About Casco Bay

There are two theories on the origin of the name "Casco Bay." One is based on Portuguese explorer Esteban Gómez, who explored the Maine coast in 1525 and named the bay "Bahia de Cascos" (Bay of Helmets, based on the shape of the bay). The second is based on Aucocisco, the Abenaki name for the bay, which means 'place of herons' (sometimes translated as 'muddy').[1] The first settlement in Casco Bay was that of Capt. Christopher Levett, an English explorer, who built a house on House Island in 1623-24. The settlement failed.[2] The first permanent settlement of the Portland peninsula was named Casco. A small town 25 miles north northwest of Portland, also in Cumberland County, later claimed the name Casco.

The islands in the bay are also called the Calendar Islands, based on the popular myth there are 365 of them.

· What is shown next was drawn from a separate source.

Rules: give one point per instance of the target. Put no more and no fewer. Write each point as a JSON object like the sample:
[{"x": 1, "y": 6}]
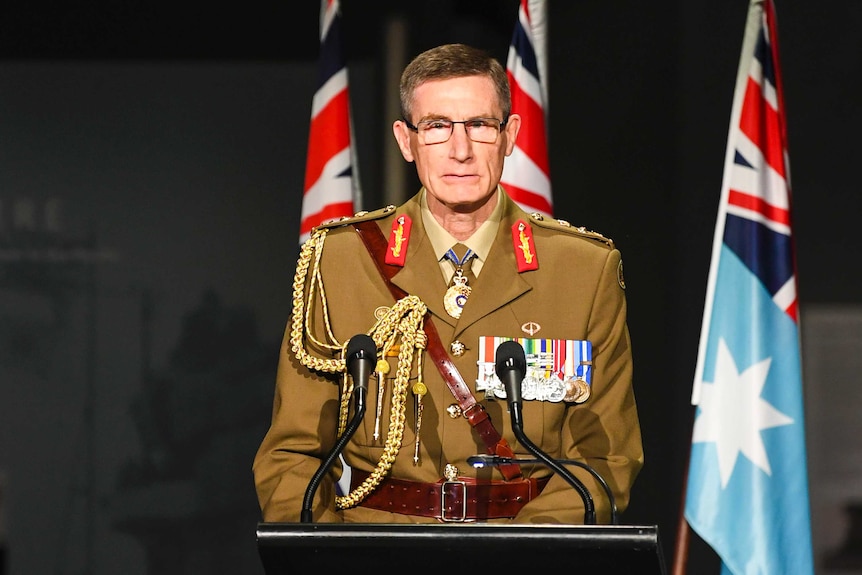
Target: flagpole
[{"x": 683, "y": 531}]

This was first reported in 1700 by Colonel Wolfgang William Römer, an English military engineer, who reported there were "as many islands as there are days in the year."[3] The United States Coastal Pilot lists 136 islands.[4] Robert M. York, the former Maine state historian said there are "little more than two hundred islands."[5]

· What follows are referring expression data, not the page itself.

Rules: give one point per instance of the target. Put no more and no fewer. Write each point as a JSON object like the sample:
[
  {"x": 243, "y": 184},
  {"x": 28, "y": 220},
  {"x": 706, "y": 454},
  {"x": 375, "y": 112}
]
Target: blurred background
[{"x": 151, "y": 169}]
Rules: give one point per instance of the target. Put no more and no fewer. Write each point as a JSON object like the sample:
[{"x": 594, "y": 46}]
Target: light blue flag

The bay is also home to abandoned military fortifications dating from the War of 1812 through World War II; during World War II, Casco Bay served as an anchorage for US Navy ships.

The State Historic Site of Eagle Island was the summer home of Arctic explorer Robert Peary.

Walter Cronkite stated that, in his opinion, the bay offered some of the best sailing in the world.

In 2008, up-and-coming composers Peter J. McLaughlin and Akiva G. Zamcheck wrote a piece in four movements paying homage to the wreck of the Don in Casco Bay in 1941. The piece received critical acclaim from the Portland Press Herald and from fellow Maine composers.